胎生期に甲状腺は舌根部に発生し、気管の前面まで下降します。この甲状腺の下降にともない、甲状舌管という管が舌の奥の舌盲孔から甲状腺に伸びます。甲状舌管は胎生期に消失しますが、消失しないで残ると粘液を入れた袋(のう胞)をつくる原因となります。のう胞は頚の真中(正中)にできるのが特徴です。しばしば感染をともない、赤く腫れたり、自然に破れて粘液の流出をみることがあります。

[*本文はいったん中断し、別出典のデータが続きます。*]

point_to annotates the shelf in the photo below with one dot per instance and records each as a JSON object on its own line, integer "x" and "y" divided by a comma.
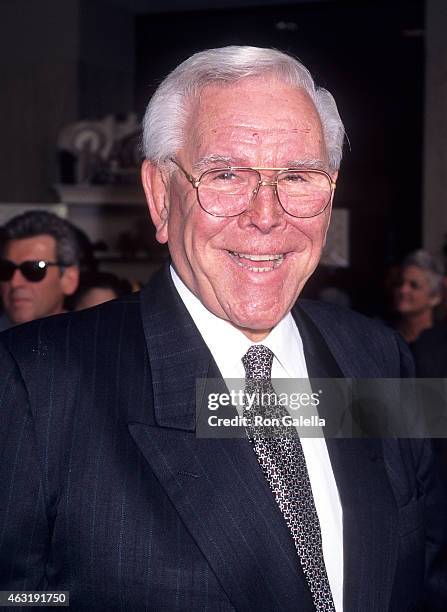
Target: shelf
{"x": 101, "y": 195}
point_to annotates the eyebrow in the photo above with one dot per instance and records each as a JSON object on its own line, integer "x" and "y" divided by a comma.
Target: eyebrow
{"x": 227, "y": 161}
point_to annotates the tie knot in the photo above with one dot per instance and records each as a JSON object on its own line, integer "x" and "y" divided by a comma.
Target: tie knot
{"x": 257, "y": 362}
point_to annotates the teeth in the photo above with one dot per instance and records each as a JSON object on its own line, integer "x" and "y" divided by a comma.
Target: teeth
{"x": 258, "y": 257}
{"x": 275, "y": 259}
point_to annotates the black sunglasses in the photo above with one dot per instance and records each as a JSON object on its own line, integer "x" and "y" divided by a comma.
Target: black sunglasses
{"x": 33, "y": 271}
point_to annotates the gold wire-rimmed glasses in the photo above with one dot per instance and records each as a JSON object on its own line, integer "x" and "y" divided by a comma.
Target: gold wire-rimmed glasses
{"x": 229, "y": 191}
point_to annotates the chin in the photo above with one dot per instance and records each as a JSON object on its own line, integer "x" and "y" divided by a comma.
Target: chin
{"x": 257, "y": 321}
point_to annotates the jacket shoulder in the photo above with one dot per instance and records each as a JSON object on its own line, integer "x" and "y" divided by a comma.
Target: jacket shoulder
{"x": 364, "y": 346}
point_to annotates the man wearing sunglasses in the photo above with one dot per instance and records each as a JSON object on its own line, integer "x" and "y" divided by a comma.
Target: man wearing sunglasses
{"x": 109, "y": 491}
{"x": 39, "y": 266}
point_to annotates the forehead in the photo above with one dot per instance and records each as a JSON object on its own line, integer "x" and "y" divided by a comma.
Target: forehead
{"x": 257, "y": 120}
{"x": 42, "y": 246}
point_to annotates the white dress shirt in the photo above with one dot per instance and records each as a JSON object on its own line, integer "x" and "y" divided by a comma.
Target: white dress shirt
{"x": 228, "y": 345}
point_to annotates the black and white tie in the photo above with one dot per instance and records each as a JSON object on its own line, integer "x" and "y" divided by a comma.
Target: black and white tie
{"x": 282, "y": 460}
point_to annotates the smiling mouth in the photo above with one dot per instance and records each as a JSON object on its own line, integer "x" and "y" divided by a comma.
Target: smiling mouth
{"x": 257, "y": 263}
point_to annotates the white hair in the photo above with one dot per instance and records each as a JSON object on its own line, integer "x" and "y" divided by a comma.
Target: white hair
{"x": 167, "y": 112}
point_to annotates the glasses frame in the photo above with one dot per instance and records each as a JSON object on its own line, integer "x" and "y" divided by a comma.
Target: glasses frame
{"x": 195, "y": 182}
{"x": 44, "y": 268}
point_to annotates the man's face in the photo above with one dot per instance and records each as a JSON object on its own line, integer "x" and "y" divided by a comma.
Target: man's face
{"x": 414, "y": 295}
{"x": 23, "y": 300}
{"x": 258, "y": 122}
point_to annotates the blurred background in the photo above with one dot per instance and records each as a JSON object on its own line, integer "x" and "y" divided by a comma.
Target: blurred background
{"x": 76, "y": 76}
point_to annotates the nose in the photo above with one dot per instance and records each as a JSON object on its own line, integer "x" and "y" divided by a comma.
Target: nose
{"x": 265, "y": 211}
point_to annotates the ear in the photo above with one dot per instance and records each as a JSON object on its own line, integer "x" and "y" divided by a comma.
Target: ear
{"x": 334, "y": 176}
{"x": 155, "y": 183}
{"x": 70, "y": 280}
{"x": 435, "y": 300}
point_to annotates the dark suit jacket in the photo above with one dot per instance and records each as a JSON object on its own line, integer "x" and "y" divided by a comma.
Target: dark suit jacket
{"x": 107, "y": 492}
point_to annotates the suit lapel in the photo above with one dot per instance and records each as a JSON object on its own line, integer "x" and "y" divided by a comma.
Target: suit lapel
{"x": 216, "y": 485}
{"x": 370, "y": 540}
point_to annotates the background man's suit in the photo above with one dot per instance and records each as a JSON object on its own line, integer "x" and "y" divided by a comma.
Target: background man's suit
{"x": 107, "y": 492}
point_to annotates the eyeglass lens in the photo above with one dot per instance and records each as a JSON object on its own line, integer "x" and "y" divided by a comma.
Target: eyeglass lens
{"x": 33, "y": 271}
{"x": 228, "y": 192}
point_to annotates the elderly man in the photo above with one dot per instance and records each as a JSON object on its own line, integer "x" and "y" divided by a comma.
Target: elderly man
{"x": 107, "y": 490}
{"x": 38, "y": 266}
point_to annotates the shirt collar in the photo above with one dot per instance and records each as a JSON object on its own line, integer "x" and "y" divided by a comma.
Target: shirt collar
{"x": 228, "y": 344}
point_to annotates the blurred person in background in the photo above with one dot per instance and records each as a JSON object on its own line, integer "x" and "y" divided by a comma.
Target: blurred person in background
{"x": 99, "y": 287}
{"x": 417, "y": 294}
{"x": 39, "y": 266}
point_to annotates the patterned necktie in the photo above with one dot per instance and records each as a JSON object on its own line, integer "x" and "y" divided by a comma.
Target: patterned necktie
{"x": 282, "y": 460}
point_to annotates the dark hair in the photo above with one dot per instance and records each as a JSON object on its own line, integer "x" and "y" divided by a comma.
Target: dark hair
{"x": 101, "y": 280}
{"x": 38, "y": 222}
{"x": 428, "y": 264}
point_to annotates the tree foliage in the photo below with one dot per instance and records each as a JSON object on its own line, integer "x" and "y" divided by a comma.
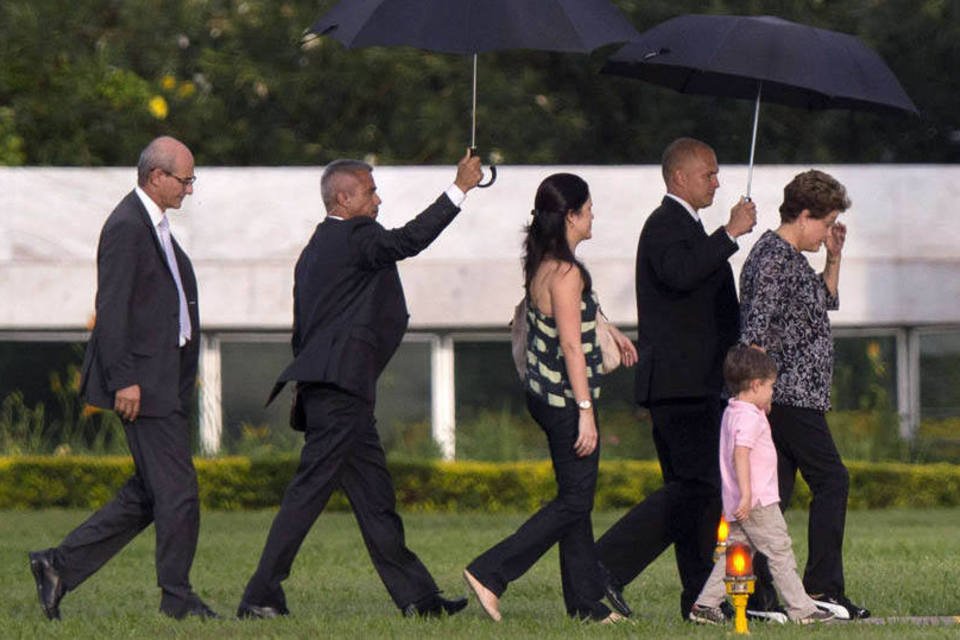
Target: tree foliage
{"x": 89, "y": 82}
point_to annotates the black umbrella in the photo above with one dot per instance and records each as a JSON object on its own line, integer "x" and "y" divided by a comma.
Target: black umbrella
{"x": 752, "y": 56}
{"x": 475, "y": 26}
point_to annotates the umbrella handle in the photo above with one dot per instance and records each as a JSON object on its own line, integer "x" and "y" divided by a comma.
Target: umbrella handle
{"x": 493, "y": 172}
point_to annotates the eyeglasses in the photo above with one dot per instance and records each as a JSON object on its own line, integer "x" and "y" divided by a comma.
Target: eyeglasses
{"x": 184, "y": 181}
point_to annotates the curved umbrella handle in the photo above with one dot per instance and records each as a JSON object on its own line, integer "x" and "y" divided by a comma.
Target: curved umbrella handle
{"x": 493, "y": 172}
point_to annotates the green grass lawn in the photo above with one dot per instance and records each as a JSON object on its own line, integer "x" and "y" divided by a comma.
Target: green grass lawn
{"x": 898, "y": 563}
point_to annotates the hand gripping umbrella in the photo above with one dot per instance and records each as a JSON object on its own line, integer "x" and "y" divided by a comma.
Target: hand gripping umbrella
{"x": 475, "y": 26}
{"x": 750, "y": 57}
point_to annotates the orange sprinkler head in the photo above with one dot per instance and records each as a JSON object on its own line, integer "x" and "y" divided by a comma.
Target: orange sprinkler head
{"x": 723, "y": 531}
{"x": 739, "y": 561}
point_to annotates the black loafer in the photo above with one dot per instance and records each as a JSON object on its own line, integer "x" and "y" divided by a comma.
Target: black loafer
{"x": 434, "y": 607}
{"x": 248, "y": 611}
{"x": 50, "y": 587}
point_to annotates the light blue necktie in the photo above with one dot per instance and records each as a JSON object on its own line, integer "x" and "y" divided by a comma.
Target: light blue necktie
{"x": 164, "y": 229}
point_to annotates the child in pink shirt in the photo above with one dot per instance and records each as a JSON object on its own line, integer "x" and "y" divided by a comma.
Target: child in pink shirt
{"x": 751, "y": 499}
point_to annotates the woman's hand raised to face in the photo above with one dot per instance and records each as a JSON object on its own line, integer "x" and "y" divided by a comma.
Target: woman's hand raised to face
{"x": 835, "y": 239}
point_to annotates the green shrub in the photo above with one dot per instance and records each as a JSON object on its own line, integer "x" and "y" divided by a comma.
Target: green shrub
{"x": 243, "y": 483}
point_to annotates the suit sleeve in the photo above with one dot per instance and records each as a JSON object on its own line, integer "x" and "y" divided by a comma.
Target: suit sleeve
{"x": 116, "y": 277}
{"x": 682, "y": 261}
{"x": 381, "y": 247}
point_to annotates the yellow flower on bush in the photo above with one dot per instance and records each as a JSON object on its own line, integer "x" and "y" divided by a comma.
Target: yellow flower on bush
{"x": 158, "y": 107}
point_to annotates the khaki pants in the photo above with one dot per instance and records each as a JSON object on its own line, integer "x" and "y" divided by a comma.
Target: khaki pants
{"x": 766, "y": 532}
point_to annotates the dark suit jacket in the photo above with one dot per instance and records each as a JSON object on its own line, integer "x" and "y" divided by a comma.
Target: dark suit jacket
{"x": 135, "y": 338}
{"x": 349, "y": 310}
{"x": 686, "y": 305}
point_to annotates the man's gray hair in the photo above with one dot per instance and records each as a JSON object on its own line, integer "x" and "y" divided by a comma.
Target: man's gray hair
{"x": 159, "y": 154}
{"x": 328, "y": 183}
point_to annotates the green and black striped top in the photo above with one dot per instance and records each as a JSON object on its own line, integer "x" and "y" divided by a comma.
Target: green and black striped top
{"x": 546, "y": 375}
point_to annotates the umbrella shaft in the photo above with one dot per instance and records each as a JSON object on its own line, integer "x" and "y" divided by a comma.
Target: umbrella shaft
{"x": 753, "y": 139}
{"x": 473, "y": 125}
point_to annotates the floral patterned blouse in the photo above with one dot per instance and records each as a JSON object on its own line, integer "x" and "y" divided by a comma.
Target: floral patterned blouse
{"x": 783, "y": 308}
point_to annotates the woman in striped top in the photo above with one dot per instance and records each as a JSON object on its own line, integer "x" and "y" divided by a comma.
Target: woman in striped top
{"x": 562, "y": 384}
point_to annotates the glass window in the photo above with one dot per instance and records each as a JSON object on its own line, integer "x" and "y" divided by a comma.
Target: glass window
{"x": 249, "y": 370}
{"x": 938, "y": 435}
{"x": 40, "y": 407}
{"x": 865, "y": 421}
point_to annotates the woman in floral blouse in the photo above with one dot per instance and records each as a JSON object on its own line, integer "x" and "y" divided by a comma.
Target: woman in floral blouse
{"x": 783, "y": 309}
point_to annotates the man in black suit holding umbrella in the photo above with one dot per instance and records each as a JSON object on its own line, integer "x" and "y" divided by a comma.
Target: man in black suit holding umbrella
{"x": 349, "y": 318}
{"x": 688, "y": 319}
{"x": 141, "y": 362}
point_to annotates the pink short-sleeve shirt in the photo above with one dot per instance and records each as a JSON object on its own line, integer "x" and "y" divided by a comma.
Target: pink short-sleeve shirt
{"x": 745, "y": 425}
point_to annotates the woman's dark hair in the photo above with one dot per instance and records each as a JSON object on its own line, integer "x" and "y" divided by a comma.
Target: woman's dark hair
{"x": 744, "y": 364}
{"x": 546, "y": 238}
{"x": 817, "y": 192}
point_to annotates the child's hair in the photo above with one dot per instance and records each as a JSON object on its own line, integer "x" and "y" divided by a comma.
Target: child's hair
{"x": 744, "y": 364}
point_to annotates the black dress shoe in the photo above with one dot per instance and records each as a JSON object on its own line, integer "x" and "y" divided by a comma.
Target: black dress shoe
{"x": 50, "y": 587}
{"x": 614, "y": 592}
{"x": 199, "y": 609}
{"x": 260, "y": 612}
{"x": 434, "y": 607}
{"x": 195, "y": 608}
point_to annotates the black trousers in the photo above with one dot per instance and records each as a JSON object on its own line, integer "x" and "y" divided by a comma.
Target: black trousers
{"x": 564, "y": 520}
{"x": 341, "y": 449}
{"x": 685, "y": 511}
{"x": 804, "y": 443}
{"x": 162, "y": 490}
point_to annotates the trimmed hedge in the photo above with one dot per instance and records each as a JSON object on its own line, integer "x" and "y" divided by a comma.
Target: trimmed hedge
{"x": 241, "y": 483}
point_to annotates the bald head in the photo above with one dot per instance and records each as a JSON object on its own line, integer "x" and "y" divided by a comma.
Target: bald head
{"x": 165, "y": 172}
{"x": 690, "y": 171}
{"x": 162, "y": 153}
{"x": 348, "y": 189}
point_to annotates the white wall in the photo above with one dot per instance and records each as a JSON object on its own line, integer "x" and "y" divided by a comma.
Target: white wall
{"x": 244, "y": 228}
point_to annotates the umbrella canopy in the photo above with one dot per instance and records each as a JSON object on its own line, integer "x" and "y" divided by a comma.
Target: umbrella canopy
{"x": 752, "y": 56}
{"x": 475, "y": 26}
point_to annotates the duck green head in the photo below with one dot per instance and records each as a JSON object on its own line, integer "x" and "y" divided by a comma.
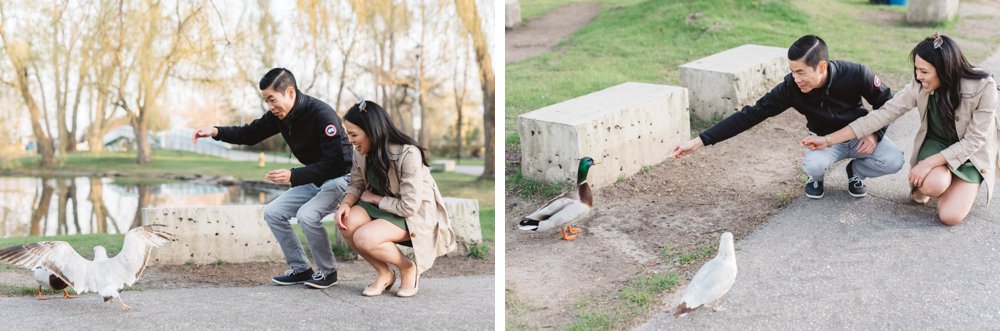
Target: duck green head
{"x": 581, "y": 174}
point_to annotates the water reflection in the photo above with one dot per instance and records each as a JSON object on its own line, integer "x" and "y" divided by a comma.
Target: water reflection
{"x": 35, "y": 206}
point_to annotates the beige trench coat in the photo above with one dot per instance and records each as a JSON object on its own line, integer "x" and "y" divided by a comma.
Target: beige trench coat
{"x": 419, "y": 202}
{"x": 976, "y": 123}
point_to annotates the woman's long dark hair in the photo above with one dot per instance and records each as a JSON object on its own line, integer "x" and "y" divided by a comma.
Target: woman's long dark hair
{"x": 374, "y": 121}
{"x": 943, "y": 53}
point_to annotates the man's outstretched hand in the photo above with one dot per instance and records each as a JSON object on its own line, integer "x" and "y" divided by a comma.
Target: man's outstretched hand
{"x": 205, "y": 133}
{"x": 687, "y": 147}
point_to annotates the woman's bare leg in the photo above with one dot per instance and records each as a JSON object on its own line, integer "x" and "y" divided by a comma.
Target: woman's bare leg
{"x": 956, "y": 202}
{"x": 378, "y": 239}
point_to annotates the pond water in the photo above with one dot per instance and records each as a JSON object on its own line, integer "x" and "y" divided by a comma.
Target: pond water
{"x": 49, "y": 206}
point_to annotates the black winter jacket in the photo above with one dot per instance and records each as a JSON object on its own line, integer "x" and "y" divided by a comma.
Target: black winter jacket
{"x": 827, "y": 109}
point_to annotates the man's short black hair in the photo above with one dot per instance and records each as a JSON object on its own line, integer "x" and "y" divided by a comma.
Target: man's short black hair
{"x": 278, "y": 79}
{"x": 810, "y": 48}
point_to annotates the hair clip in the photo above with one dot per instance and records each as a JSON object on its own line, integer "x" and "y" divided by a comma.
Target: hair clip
{"x": 937, "y": 40}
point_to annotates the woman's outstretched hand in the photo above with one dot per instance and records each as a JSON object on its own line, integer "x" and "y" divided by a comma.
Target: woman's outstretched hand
{"x": 814, "y": 143}
{"x": 341, "y": 216}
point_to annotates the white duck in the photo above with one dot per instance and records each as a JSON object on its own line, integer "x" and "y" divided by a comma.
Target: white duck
{"x": 46, "y": 278}
{"x": 53, "y": 260}
{"x": 713, "y": 280}
{"x": 564, "y": 209}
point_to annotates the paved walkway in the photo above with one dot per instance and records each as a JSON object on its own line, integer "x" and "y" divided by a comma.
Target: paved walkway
{"x": 455, "y": 303}
{"x": 879, "y": 262}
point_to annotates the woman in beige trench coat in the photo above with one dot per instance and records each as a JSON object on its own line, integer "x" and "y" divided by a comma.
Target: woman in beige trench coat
{"x": 955, "y": 149}
{"x": 391, "y": 198}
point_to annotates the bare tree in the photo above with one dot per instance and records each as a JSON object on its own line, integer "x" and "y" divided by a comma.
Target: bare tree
{"x": 328, "y": 24}
{"x": 469, "y": 15}
{"x": 384, "y": 21}
{"x": 20, "y": 55}
{"x": 165, "y": 39}
{"x": 460, "y": 90}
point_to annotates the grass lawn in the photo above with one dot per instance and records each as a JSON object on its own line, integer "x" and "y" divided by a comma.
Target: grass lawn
{"x": 185, "y": 163}
{"x": 165, "y": 163}
{"x": 647, "y": 41}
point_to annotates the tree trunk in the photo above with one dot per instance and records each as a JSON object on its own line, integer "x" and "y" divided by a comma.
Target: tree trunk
{"x": 41, "y": 209}
{"x": 44, "y": 144}
{"x": 97, "y": 205}
{"x": 458, "y": 128}
{"x": 62, "y": 196}
{"x": 470, "y": 19}
{"x": 488, "y": 117}
{"x": 95, "y": 134}
{"x": 144, "y": 153}
{"x": 145, "y": 192}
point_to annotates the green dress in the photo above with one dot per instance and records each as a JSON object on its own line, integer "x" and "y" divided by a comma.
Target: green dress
{"x": 373, "y": 211}
{"x": 938, "y": 139}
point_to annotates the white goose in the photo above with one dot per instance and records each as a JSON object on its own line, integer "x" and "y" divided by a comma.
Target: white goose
{"x": 712, "y": 281}
{"x": 56, "y": 264}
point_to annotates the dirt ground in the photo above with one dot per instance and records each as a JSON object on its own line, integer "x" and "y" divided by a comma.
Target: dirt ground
{"x": 733, "y": 186}
{"x": 254, "y": 274}
{"x": 540, "y": 35}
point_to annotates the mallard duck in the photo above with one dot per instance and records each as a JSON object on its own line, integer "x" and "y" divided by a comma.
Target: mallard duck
{"x": 57, "y": 264}
{"x": 564, "y": 209}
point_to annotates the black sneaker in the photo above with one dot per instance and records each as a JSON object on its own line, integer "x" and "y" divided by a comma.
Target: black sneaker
{"x": 854, "y": 184}
{"x": 321, "y": 280}
{"x": 290, "y": 277}
{"x": 814, "y": 189}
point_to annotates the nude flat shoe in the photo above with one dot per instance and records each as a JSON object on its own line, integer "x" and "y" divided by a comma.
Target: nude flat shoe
{"x": 919, "y": 198}
{"x": 409, "y": 292}
{"x": 372, "y": 291}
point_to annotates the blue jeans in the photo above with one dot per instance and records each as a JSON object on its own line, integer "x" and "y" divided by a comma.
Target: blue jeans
{"x": 885, "y": 160}
{"x": 308, "y": 204}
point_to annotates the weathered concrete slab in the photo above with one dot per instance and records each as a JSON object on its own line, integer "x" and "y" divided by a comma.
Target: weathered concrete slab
{"x": 623, "y": 128}
{"x": 723, "y": 83}
{"x": 931, "y": 11}
{"x": 464, "y": 215}
{"x": 210, "y": 234}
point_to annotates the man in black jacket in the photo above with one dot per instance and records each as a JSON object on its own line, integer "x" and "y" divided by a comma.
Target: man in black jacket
{"x": 314, "y": 133}
{"x": 829, "y": 94}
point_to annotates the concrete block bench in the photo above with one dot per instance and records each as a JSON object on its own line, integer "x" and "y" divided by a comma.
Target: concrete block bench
{"x": 723, "y": 83}
{"x": 931, "y": 11}
{"x": 624, "y": 128}
{"x": 442, "y": 165}
{"x": 209, "y": 234}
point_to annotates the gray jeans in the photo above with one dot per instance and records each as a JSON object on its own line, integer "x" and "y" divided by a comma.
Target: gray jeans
{"x": 886, "y": 159}
{"x": 309, "y": 204}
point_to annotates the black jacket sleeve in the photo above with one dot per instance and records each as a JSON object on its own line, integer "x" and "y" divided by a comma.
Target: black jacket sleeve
{"x": 771, "y": 104}
{"x": 877, "y": 93}
{"x": 333, "y": 161}
{"x": 251, "y": 133}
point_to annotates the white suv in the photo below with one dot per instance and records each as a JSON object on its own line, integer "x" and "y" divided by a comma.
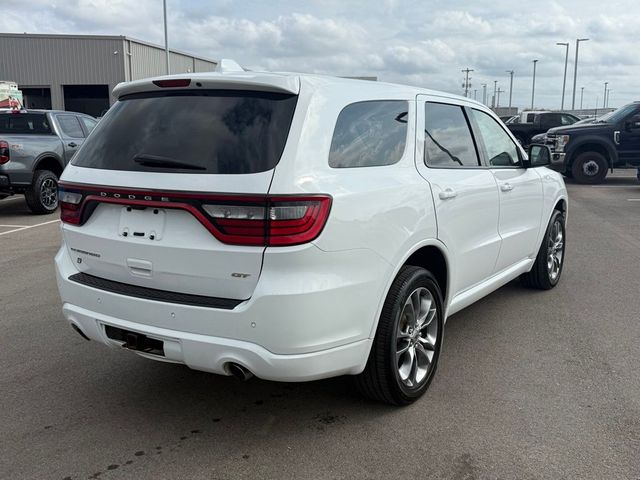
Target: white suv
{"x": 299, "y": 227}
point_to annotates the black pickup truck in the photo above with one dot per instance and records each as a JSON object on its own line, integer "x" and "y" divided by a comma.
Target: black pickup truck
{"x": 541, "y": 123}
{"x": 587, "y": 151}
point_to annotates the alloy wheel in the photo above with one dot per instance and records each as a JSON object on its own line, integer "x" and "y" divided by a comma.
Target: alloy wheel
{"x": 555, "y": 251}
{"x": 416, "y": 338}
{"x": 49, "y": 193}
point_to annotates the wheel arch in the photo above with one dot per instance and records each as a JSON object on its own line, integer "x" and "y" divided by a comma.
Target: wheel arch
{"x": 431, "y": 255}
{"x": 49, "y": 161}
{"x": 594, "y": 145}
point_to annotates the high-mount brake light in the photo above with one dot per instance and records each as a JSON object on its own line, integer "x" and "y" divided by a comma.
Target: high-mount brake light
{"x": 173, "y": 82}
{"x": 255, "y": 220}
{"x": 5, "y": 154}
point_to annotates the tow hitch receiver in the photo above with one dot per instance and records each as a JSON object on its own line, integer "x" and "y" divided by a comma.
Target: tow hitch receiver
{"x": 135, "y": 341}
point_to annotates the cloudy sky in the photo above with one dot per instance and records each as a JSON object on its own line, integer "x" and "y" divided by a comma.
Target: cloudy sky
{"x": 425, "y": 43}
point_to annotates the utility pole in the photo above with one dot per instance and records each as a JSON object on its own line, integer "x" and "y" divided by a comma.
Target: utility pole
{"x": 510, "y": 72}
{"x": 166, "y": 36}
{"x": 466, "y": 85}
{"x": 564, "y": 80}
{"x": 498, "y": 100}
{"x": 533, "y": 87}
{"x": 575, "y": 72}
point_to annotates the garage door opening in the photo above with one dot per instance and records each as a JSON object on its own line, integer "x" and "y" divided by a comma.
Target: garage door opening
{"x": 90, "y": 99}
{"x": 33, "y": 97}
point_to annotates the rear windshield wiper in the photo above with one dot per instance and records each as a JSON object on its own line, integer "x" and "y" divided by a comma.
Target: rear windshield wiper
{"x": 164, "y": 162}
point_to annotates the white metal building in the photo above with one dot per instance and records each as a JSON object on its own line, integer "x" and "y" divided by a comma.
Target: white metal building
{"x": 78, "y": 72}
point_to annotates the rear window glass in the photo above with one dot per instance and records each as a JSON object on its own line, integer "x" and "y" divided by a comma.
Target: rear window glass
{"x": 204, "y": 131}
{"x": 24, "y": 123}
{"x": 369, "y": 134}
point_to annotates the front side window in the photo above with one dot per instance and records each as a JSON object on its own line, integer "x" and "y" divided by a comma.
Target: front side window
{"x": 70, "y": 126}
{"x": 24, "y": 123}
{"x": 369, "y": 134}
{"x": 499, "y": 149}
{"x": 447, "y": 138}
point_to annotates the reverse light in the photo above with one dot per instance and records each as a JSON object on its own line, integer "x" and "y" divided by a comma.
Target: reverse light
{"x": 5, "y": 155}
{"x": 70, "y": 206}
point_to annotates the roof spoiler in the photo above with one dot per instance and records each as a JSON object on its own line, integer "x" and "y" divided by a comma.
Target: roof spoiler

皮様のう胞や異所性甲状腺なども同様の部位に腫瘤として症状を呈することがあるため、超音波検査による確認が必要です。治療は感染による炎症がある場合には抗生物質による治療を行い、炎症が治まった後に舌骨を含めた摘出術(Sistrunk手術、シストランク手術)を行います。術後に再発することがあるので注意が必要です。

側頸瘻・側頸のう胞

頚部の筋肉(胸鎖乳突筋)の前縁に沿ってできる瘻孔やのう胞で、胎生期の鰓裂(さいれつ)と呼ばれる器官の遺残が原因です。第1鰓裂由来のものは下顎骨下縁から外耳道にいたる瘻孔を、また第2鰓裂由来のものは胸鎖乳突筋の下1/3と扁桃窩を結ぶ瘻孔を形成します。無症状でも感染をおこすと発赤、痛み、腫れなどの症状を呈します。図は側頚瘻と側頚のう胞の発生部位を示します。

梨状窩瘻

下咽頭の梨状窩から甲状腺に連なる先天性の瘻孔で、多くは左側に発生します。全身の発熱と甲状腺に一致した部位の発赤、腫れ、痛み、熱感などの症状を呈する急性化膿性甲状腺炎の原因となります。

抗生物質による治療で炎症をコントロールした後、造影検査や内視鏡検査により梨状窩瘻を確認します。図は造影検査で確認された梨状窩瘻を示します。感染、炎症を繰り返すため瘻孔の摘出術が必要です。